Lei è di quelle che se le dici che il tuo cane ha imparato a parlare l’inglese, perché l’italiano lo masticava già, risponde che il canarino del marito di sua sorella si arrota il becco sull’osso di seppia.
C’è stato un tempo in cui mi ci arrabbiavo moltissimo (o, l’idealismo, il furore, il sacro fuoco della giovinezza). Poi ho tentato di redimerla, di plasmarla, di catechizzarla indicandole il piacere sottile dell’empatia (la faticosa sindrome del missionario, una vera e propria malattia di crescenza che inizia a 40 anni e dura chissà, il decorso è variabile, a me è passata presto).

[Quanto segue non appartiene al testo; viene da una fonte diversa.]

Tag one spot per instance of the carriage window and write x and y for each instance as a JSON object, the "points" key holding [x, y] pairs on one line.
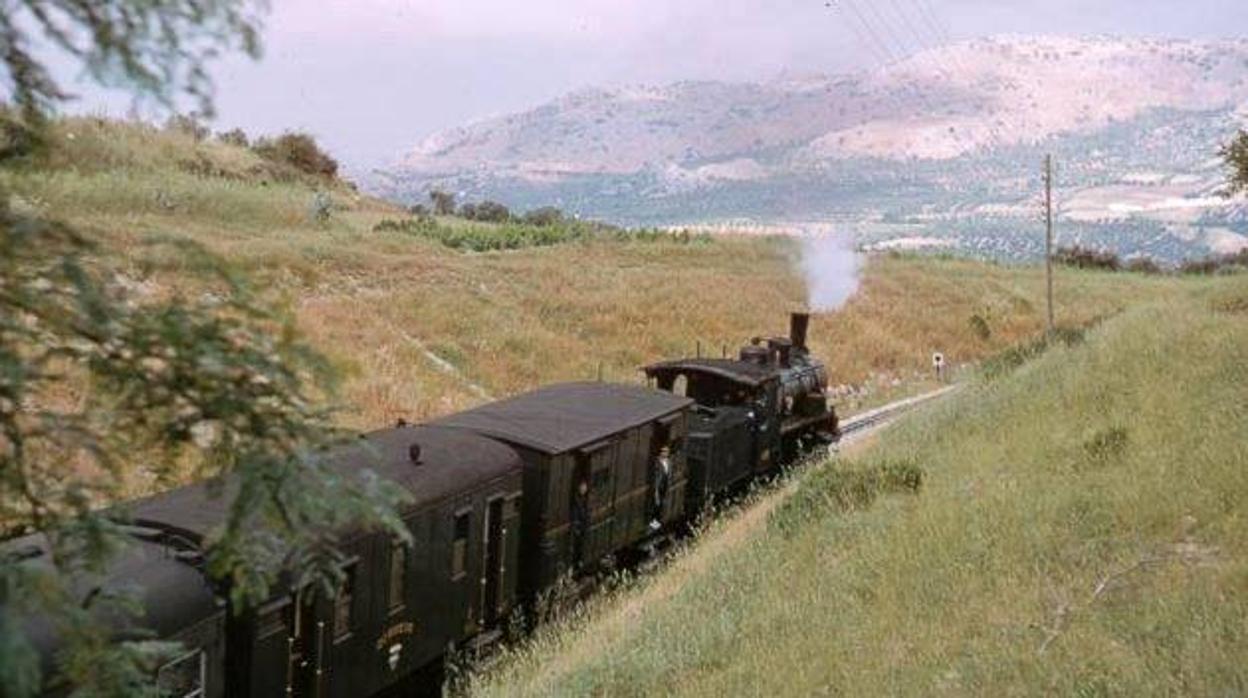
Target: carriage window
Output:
{"points": [[342, 606], [184, 677], [459, 546], [677, 446], [397, 575]]}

Infine ho cominciato a subirne il fascino, ad ammirarla incondizionatamente: mostrare così vistosamente, maestosamente, chiassosamente al tuo interlocutore che non te ne frega nulla di quello che dice, neppure se si tratta di notizioni grossi così, è un’arte. Ci vogliono maestria, allenamento, furbizia, aplomb.

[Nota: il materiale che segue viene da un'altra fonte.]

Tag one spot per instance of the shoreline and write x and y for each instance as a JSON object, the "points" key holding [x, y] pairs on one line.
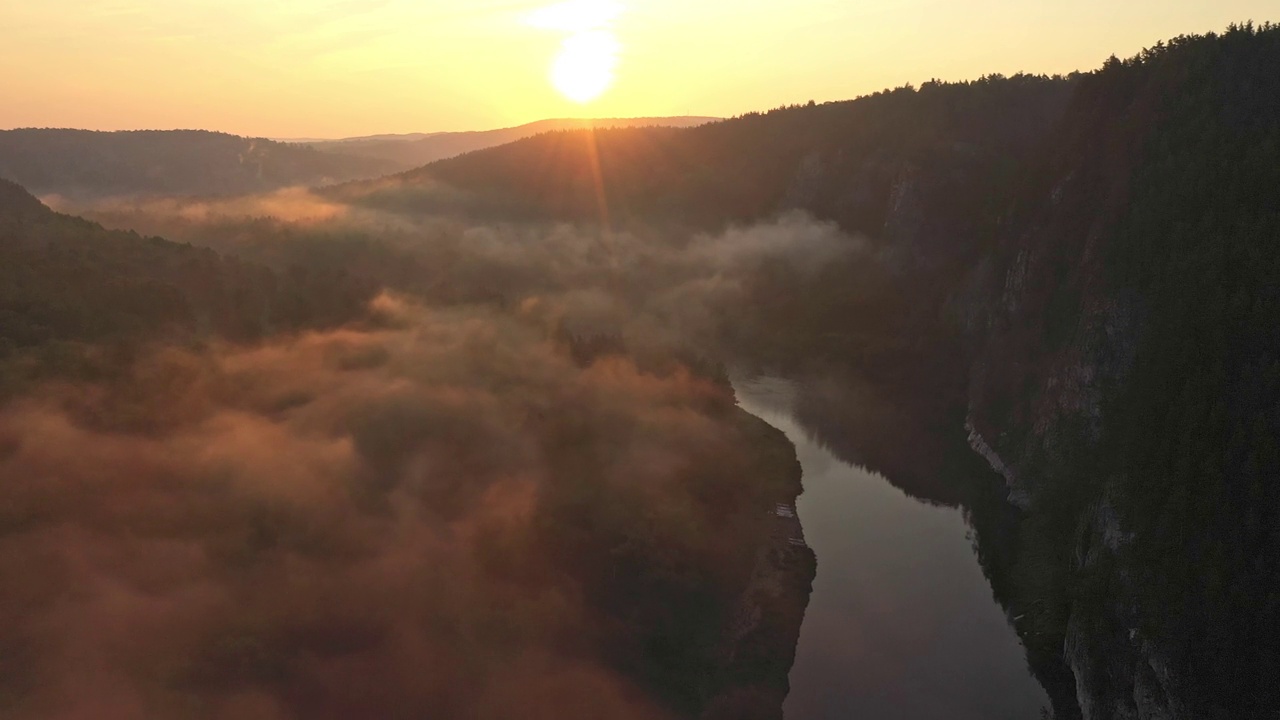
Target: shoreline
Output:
{"points": [[759, 645]]}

Sono quasi 30 anni che viene da me per sbrigare quella sinistra mansione che è lo stirare (e di questo le sono enormemente grata). Da 10 anni a questa parte ho smesso di raccontarle qualsiasi cosa: i figli sono cresciuti e se ne sono andati. Ho cambiato casa. E’ morto Milo (il cane dei miei bambini piccoli). E’ arrivato Nonno Putativo. Figlia è diventata medico. Ma io niente, zitta. Negli ultimi 10 anni bevendo insieme il caffè a metà mattina (un rito fisso) ho ascoltato di zii e di cognati e di mariti e di suocere altrui senza mai metterci nulla di mio, nessuna informazione personale. Poi a settembre ci sono ricascata:
<<E’ nato il mio nipot…>>
<<La mia vicina di casa, quella che abita sotto di me e ha già tre figli è incinta. L’ha saputo ieri. Madonna me, che roba…>>, ha detto precipitosamente.
E' splendida.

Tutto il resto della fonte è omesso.